A series circuit consists of a 12.0 V source of emf, a 2.00 mF capacitor, a 1000 Ω resistor, and a switch. When the switch is closed, how long does it take for the current to reach one-tenth its maximum value?

Answer 1

(a) 4.61 s
(b) 2.30 s
(c) 18.0 s
(d) 9.00 s
(e) 0.693 s

Answer 2

See this and try by yourself
http://hyperphysics.phy-astr.gsu.edu/hbase/electric/capchg.html

Answer 3

@shivam_bhalla You can answer it?

Answer 4

See the formula is
\[\huge {I = {{v_0} \over {t}}{e^{{-t}/{RC}}}}\]
You know what is V, R ,C , I from the question

Now substitute and find t . If you have doubt in simplification, then post your step one by one and I will help you

Answer 5

So i will then substitute for V_0 with 12 and C with 20 mF and R with 1000 ohms, what about the current and when I simplify the equation, it will be like this : t = V_0 / I * e^-t/RC, so how can i substitute for the power -t and is e for exponential?
Thanks

Answer 6

Yes :)
Make sure you write
C=20 mF = 20 * 10^(-3) F

Answer 7

And what should i substitute for I?

Answer 8

\[I = { 1 \over 10} {v_b \over R}\]

Answer 9

Since the maximimum current in the circuit is
\[I_{\max} = {v_b \over R}\]
and it is given in the question that I = 1/10 of I_max

Answer 10

Yes you are right :).
Well now the power (-t) for the exponential is the problem because that what I need indeed :) so what should I do with?

Answer 11

The best way is to take log_e on both sides and then apply power rule.

Power rule is
\[\large \log_a b^c = c*\log_a b\]

Answer 12

@benanderson5900 , you got the answer because I am getting the answer :)

Answer 13

Hahaha well I just tried but I got irrelevant numbers to the onesI have to choose from :D

Answer 14

I am getting one of your choices, show me your working out so that I can help you out.
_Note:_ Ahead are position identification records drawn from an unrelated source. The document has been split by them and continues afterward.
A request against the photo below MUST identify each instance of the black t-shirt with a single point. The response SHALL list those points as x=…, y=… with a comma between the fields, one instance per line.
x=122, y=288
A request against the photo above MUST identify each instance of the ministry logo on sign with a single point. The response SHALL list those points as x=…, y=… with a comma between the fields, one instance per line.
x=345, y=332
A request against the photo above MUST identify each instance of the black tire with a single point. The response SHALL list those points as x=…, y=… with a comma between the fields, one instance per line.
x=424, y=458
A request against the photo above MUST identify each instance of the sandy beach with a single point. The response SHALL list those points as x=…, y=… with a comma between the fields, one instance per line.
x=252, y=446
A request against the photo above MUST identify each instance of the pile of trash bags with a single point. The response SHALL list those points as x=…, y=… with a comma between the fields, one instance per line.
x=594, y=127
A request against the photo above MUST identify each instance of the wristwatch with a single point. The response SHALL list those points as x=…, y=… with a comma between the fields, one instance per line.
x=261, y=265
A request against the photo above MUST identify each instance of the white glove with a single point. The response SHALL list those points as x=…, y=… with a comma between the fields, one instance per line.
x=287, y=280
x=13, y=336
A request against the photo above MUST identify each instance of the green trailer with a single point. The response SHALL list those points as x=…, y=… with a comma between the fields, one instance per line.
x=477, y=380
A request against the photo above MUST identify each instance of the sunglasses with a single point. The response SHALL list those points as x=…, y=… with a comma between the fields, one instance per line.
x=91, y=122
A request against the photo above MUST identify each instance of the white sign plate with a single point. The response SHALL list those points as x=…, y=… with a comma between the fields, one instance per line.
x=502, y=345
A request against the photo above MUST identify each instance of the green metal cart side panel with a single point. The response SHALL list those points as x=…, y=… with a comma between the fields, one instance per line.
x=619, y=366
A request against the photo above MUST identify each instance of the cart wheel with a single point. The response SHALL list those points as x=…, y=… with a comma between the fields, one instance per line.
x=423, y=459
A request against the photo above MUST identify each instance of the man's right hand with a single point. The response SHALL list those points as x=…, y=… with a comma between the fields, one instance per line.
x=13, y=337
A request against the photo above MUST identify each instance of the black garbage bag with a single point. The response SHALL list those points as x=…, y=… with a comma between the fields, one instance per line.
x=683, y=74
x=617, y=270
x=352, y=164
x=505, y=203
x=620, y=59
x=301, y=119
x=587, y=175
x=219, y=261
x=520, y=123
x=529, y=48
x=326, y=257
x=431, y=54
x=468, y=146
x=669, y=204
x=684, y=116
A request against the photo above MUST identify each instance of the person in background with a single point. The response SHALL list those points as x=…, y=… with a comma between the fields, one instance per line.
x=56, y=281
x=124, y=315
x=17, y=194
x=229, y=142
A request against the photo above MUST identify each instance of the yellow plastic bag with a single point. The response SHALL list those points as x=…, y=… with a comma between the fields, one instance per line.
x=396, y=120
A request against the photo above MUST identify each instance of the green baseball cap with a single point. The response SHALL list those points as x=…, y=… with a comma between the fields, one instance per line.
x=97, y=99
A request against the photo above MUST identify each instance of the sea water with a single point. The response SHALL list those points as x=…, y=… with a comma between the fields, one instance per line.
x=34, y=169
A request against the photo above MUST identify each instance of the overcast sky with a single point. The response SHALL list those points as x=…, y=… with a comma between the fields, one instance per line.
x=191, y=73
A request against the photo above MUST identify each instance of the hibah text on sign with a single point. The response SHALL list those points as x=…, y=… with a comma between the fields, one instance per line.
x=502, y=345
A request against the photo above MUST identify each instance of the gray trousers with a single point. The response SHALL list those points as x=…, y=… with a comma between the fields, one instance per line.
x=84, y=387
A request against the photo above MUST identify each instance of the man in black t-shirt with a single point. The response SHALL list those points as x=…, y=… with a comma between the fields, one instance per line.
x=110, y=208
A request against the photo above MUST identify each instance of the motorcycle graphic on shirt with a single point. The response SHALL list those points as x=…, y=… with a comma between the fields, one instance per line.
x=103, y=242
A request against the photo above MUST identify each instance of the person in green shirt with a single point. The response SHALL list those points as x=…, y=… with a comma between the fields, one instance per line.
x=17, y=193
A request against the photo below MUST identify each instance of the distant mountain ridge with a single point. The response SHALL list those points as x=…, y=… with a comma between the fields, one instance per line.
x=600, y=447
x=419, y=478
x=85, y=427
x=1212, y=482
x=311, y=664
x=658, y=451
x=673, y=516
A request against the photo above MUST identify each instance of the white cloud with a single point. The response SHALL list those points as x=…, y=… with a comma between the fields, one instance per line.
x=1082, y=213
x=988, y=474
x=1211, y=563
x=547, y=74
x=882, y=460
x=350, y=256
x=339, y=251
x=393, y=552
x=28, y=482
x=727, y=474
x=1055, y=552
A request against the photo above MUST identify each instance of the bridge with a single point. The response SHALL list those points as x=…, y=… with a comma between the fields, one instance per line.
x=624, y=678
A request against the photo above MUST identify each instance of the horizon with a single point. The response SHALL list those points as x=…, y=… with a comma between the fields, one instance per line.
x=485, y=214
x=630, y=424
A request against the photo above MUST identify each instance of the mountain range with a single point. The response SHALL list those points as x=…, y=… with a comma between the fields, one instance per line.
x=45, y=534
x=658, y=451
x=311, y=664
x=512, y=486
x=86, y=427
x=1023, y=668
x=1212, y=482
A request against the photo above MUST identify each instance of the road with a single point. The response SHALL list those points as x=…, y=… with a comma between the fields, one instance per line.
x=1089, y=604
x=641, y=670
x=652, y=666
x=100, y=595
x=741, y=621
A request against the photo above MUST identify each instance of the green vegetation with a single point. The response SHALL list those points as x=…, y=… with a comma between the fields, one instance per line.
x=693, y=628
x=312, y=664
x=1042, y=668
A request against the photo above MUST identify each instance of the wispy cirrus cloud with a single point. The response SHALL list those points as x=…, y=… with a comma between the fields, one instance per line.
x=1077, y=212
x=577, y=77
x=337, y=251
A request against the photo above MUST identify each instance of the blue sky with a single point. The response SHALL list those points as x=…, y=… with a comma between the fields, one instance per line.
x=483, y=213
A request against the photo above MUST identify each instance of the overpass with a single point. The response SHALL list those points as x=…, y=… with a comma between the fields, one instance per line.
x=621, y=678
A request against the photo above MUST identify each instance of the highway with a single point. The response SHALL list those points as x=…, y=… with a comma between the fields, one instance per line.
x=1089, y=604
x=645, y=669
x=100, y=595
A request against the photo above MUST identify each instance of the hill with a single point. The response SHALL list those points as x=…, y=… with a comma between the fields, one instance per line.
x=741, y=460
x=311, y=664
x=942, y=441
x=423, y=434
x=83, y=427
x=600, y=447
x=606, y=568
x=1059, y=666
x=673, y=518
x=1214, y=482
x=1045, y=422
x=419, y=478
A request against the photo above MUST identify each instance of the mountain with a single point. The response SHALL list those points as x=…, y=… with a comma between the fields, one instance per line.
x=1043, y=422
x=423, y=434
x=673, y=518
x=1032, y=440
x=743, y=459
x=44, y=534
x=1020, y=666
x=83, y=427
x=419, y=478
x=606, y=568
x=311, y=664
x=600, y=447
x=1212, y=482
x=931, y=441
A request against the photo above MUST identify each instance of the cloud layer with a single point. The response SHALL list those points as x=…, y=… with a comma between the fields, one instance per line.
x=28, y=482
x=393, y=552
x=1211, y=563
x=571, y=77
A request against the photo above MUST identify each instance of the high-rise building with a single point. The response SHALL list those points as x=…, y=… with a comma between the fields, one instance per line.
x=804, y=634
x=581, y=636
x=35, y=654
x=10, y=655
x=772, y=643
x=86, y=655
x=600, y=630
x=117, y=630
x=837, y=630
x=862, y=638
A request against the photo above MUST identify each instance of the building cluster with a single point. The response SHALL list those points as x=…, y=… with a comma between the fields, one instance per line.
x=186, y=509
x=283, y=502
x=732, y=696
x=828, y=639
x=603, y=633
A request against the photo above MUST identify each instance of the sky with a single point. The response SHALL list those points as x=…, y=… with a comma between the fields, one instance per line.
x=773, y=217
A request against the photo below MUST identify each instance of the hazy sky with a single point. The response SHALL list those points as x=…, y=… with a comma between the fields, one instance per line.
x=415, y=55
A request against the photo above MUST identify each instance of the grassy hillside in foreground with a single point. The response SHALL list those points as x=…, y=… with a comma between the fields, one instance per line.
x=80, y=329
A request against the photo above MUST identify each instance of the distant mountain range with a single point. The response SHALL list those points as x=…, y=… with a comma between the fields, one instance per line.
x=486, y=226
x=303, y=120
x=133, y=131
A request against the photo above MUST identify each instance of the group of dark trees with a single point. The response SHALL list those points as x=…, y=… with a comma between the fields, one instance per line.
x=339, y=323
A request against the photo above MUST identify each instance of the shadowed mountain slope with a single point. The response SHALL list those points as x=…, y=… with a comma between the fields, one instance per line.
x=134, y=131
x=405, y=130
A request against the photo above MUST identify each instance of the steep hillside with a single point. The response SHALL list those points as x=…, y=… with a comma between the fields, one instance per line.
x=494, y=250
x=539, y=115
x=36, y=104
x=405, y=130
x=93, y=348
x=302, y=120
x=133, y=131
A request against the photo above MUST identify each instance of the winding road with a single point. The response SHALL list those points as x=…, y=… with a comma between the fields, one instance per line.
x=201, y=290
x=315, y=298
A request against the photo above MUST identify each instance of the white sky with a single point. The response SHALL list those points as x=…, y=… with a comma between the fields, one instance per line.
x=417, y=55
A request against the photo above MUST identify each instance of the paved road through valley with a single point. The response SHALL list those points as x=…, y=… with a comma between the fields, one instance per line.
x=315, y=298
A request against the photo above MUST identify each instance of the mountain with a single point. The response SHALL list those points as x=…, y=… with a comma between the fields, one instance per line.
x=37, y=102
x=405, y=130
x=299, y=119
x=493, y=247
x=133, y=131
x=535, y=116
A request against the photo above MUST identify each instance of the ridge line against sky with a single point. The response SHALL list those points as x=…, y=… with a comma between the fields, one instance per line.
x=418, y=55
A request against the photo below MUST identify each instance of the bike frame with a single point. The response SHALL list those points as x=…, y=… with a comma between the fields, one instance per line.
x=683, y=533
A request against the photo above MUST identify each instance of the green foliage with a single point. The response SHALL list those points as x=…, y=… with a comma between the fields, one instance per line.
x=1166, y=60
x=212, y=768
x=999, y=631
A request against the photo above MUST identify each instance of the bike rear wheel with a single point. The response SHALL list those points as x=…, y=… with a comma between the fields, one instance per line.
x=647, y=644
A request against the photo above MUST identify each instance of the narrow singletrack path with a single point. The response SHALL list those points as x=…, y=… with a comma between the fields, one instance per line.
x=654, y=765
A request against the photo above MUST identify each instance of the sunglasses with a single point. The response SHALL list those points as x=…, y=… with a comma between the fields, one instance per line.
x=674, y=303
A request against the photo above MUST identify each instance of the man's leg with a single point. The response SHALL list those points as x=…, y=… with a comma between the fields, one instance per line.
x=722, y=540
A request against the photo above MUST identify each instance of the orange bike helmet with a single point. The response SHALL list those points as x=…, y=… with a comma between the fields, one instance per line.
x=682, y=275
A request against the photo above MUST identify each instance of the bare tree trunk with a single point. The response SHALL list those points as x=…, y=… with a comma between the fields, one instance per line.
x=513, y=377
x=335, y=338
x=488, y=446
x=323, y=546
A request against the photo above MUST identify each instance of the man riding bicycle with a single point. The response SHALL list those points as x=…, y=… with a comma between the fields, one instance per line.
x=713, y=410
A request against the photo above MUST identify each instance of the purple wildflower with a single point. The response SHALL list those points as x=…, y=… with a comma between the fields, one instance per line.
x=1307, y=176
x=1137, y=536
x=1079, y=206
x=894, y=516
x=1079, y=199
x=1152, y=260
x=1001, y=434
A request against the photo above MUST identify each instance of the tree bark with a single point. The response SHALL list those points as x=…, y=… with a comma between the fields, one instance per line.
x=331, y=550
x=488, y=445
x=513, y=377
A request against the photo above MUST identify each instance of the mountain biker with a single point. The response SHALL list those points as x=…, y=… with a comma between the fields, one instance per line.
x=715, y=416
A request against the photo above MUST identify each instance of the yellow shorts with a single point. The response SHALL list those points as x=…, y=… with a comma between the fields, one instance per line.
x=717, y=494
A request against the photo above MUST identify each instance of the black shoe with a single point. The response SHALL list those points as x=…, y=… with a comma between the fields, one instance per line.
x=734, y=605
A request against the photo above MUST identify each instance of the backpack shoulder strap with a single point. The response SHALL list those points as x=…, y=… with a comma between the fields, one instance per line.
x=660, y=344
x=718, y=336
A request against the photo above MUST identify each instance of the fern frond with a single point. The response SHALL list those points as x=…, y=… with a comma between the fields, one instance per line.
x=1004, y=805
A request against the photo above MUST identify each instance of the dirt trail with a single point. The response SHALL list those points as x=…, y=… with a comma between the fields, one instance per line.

I am getting option A

Answer 15

Well I think the problem is still in log. After taking log both sides, how the equation should be looks like?

Answer 16

Sorry it should be
\[\large \log_e {1 \over 10} = \log_e e^{-t/2}\]

Answer 17

Now apply power rule and tell me your equation. (For power rule see above in this thread)

Answer 18

Well so log will cancel the exponential, so the equation will be "log(1/10) = -t/2?

Answer 19

Exactly.
Then One more rule which is
\[\large \log_a {p \over q} = \log_a p - \log_a q\]

Answer 20

Well so log(1/10) = log(1) - log(10)?

Answer 21

yes and what is log(1) =??

Answer 22

0

Answer 23

Yes now tell me your final equation after doing all this.

Answer 24

-1 = -t/2?

Answer 25

No.

\[\large \log_e 10 \neq 1 \]

Answer 26

Sorry, equals to 2.303?

Answer 27

Yes :) Now you will get your required answer :)

Answer 28

Haha well yeah I just got it :). Thanks a lot really :)

Answer 29

Anytime :D

Answer 30

Actually it is no the best answer but the best help and support instead :D and that what matters :).

Answer 31

Exactly :D. I will give you a medal for that :)